Dün İzmir'in,  Ege'nin en köklü gazetesinin birinci sayfa haberini okuduğumda aklım yerinden çıktı.

İstanbul'da iş yapamayan, yazıları okunmayan, “Gazeteciyim” diyen adamları, gazeteci çöplüğüne dönen İzmir'e gönderenlerin adamı olan bir şahsın sözüm ona köşe yazısını okudum.

Gazeteci olmadığımı her platformda konuşurum.

Gazetecilik okuyan genç çocukların yanında, “Gazeteciyim” demeye utananlardan biriyim.

Gazeteciyim diye geçinen kişilerin karşısında hasbelkader köşe yazmaya başlamıştım.

Mütevazı olmaya gerek yok, okunan bir köşe yazarı olduğumu düşünüyorum.

Dedim ya, “Gazeteci çöplüğüne dönmüş İzmir” diye.

Yıllardır bu şehirde tanımadığım bir arkadaş dün Mustafa Karabağlı diye bir iş insanımız için köşe yazısı yazmış.

Hayatımda karşı karşıya gelmediğim bir iş insanı Mustafa Karabağlı.

İyi bir iş insanı olduğunu bir televizyon kanalı aldığında duymuştum.

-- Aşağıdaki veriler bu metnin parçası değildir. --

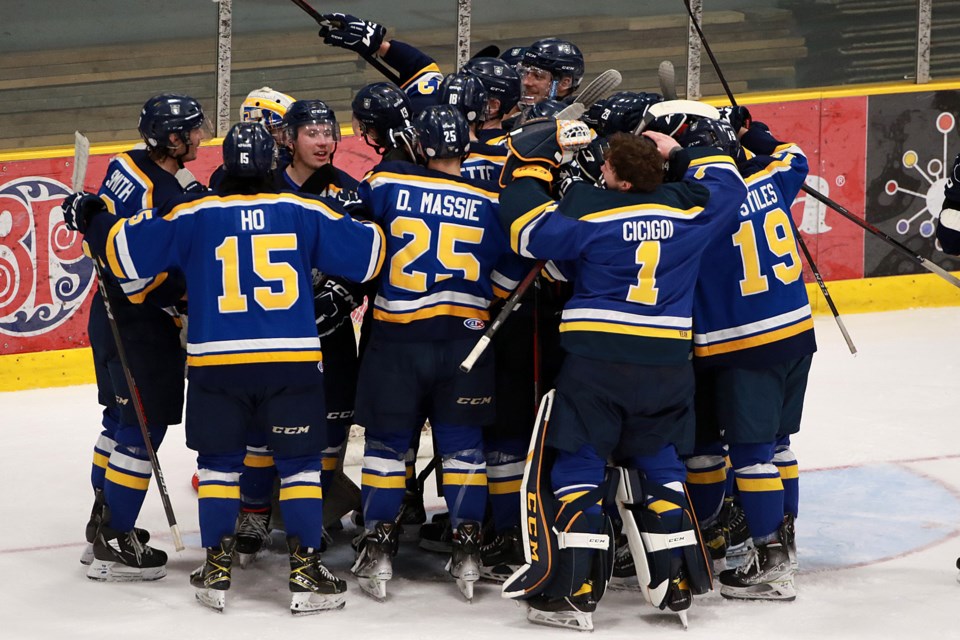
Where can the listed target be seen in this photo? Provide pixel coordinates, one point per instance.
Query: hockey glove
(333, 301)
(350, 32)
(79, 208)
(737, 117)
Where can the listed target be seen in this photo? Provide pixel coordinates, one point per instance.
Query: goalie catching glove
(350, 32)
(540, 146)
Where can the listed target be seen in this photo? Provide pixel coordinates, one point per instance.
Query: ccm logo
(291, 431)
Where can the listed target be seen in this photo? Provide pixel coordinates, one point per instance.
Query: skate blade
(214, 599)
(577, 620)
(108, 571)
(784, 590)
(308, 603)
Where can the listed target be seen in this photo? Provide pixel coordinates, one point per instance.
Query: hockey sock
(786, 461)
(706, 485)
(464, 471)
(505, 467)
(383, 480)
(256, 481)
(128, 475)
(301, 498)
(761, 490)
(218, 495)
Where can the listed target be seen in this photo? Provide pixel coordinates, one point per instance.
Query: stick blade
(81, 155)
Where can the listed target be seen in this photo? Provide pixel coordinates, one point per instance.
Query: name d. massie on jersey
(120, 185)
(760, 199)
(447, 205)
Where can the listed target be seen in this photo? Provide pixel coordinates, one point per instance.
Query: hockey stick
(376, 64)
(81, 154)
(905, 250)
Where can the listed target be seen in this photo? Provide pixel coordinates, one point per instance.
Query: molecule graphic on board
(935, 175)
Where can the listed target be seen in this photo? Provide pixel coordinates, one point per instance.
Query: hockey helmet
(169, 113)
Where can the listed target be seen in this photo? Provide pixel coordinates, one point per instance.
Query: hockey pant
(563, 547)
(652, 545)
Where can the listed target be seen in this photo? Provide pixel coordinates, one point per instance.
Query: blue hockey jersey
(447, 256)
(751, 308)
(247, 260)
(636, 255)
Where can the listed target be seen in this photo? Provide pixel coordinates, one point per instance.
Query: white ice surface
(880, 516)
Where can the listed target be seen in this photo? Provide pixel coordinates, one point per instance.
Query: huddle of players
(446, 257)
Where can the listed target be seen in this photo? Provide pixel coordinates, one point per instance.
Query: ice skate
(212, 579)
(253, 535)
(503, 556)
(96, 515)
(464, 563)
(374, 564)
(313, 587)
(119, 556)
(437, 535)
(765, 575)
(569, 612)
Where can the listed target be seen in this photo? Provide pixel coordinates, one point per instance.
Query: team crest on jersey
(44, 277)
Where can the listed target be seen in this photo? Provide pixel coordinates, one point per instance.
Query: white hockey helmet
(267, 106)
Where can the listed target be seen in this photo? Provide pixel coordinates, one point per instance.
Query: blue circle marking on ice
(866, 514)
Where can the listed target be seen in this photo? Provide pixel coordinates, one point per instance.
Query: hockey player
(754, 342)
(145, 309)
(443, 244)
(625, 389)
(419, 74)
(253, 351)
(551, 70)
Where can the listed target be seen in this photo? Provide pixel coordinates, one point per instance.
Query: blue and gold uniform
(133, 183)
(252, 350)
(447, 259)
(753, 344)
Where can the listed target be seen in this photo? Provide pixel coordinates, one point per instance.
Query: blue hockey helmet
(169, 113)
(249, 150)
(466, 92)
(560, 57)
(304, 112)
(500, 79)
(443, 132)
(707, 132)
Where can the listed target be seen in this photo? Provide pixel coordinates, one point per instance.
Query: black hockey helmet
(707, 132)
(621, 112)
(443, 132)
(560, 57)
(500, 79)
(466, 92)
(169, 113)
(303, 112)
(249, 150)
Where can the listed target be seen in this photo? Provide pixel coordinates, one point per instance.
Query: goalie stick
(373, 62)
(81, 156)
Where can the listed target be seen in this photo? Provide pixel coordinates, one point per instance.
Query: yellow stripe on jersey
(254, 357)
(223, 491)
(116, 476)
(625, 329)
(759, 484)
(431, 312)
(754, 341)
(300, 492)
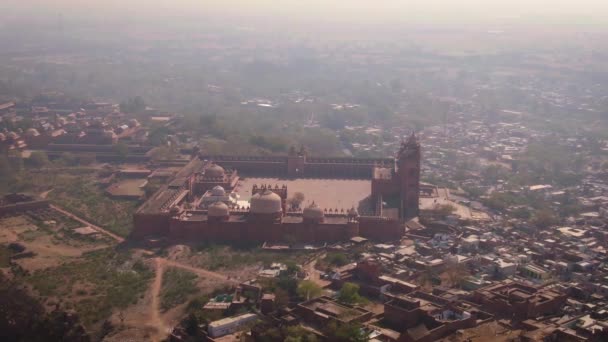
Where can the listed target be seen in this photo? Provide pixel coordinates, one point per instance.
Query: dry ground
(50, 250)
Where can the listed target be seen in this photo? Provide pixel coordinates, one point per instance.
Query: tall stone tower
(408, 171)
(296, 161)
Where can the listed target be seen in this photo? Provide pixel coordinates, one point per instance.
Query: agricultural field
(45, 238)
(77, 191)
(94, 286)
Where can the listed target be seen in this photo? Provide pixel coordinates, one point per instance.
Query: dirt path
(155, 315)
(45, 194)
(155, 319)
(97, 228)
(199, 271)
(314, 275)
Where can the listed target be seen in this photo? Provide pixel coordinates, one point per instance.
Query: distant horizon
(393, 12)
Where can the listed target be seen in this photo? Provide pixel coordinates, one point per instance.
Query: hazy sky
(339, 10)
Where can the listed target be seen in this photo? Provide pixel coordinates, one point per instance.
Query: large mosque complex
(237, 198)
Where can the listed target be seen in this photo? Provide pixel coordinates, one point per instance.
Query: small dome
(218, 209)
(214, 171)
(133, 123)
(32, 132)
(218, 191)
(109, 134)
(313, 212)
(266, 202)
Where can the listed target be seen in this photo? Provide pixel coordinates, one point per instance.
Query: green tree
(122, 150)
(298, 334)
(308, 289)
(347, 332)
(337, 259)
(349, 293)
(38, 159)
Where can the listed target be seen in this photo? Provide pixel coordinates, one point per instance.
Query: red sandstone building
(201, 204)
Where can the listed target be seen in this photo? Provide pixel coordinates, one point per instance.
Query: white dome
(214, 171)
(218, 209)
(218, 191)
(313, 212)
(266, 202)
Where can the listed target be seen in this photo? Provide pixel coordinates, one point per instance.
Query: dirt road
(155, 315)
(97, 228)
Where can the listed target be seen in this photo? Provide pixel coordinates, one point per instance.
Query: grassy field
(101, 282)
(178, 285)
(4, 256)
(76, 191)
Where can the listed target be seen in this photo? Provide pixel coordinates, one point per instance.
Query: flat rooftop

Medyada kendime rakip olarak görmem gereken bir kişi aslında.

O dönem adamın profilini inceleyeyim dedim. Bu köşe yazısını yazan ve  o zihniyetteki insanlar zeki adamları sevmezler biliriz.

Adam ODTÜ gibi bir üniversiteden mezun. 

Türkiye'deki evlere akıllı elektrik saati üreten ve bunun AR-GE'sini yapan çok zeki bir adam.

Ve bu köşe yazısını yazan kişi, bu adam için, “80 milyon para kaptırmış” diye bir köşe yazısı yazmış.

Denizbank olayından bahsediyorum anlamışsınızdır.

Bu köşe yazan arkadaşa tekzip olsun diye dün bir basın açıklaması göndermiş Mustafa Karabağlı.

“Bırakın 80 milyon TL'yi, 8 kuruş kaptırdığım para yok” diyor basın açıklamasında.

Bugün gazetemizde bu basın açıklamasını haber olarak girmiş arkadaşlar.

Ben bu açıklamada değilim.

Ben ticaret yapan iş insanı gibi yazacağım o arkadaşa bunun cevabını.

Bulmuşsun cebinden bir kuruş ödemeden çıkan günlük gazeteyi, istediğime sallarımla olmuyor bu şehirde.

Bu adamın yanında yüzlerce insan çalışıyor, bu adamın eşi var çoluk çocuğu var. Büyük ihtimal bu adam geçmişte medyaya yatırım yaptı diye hedef almışsınız anlaşılan.

Ama yazdığın o gazete 100 küsur yıldır bu şehrin gazetesi. Sakın gazetenin sahiplerine yağcılık olsun diye böyle şeyler yapma. Bu şehir çöp dönüşümü yapılan en önemli şehirlerdendir. O gazetede İzmir'de yaşayan bütün gazetecilerin ve o gazeteyi zamanında yüzbinlerce bayiden satın alıp okuyanın hakkı vardır. Sakın bunu aklından çıkarma.  

Sen şimdi parayı kaptıranlara değil de, parayı kapan ve dolandıran kişiyi de kenara bırak. Yüreğin yetiyorsa, o büyük bankanın bu işin sorumluluğunu üstlenmesini talep et de ben de sana buradan övgüler yağdırayım.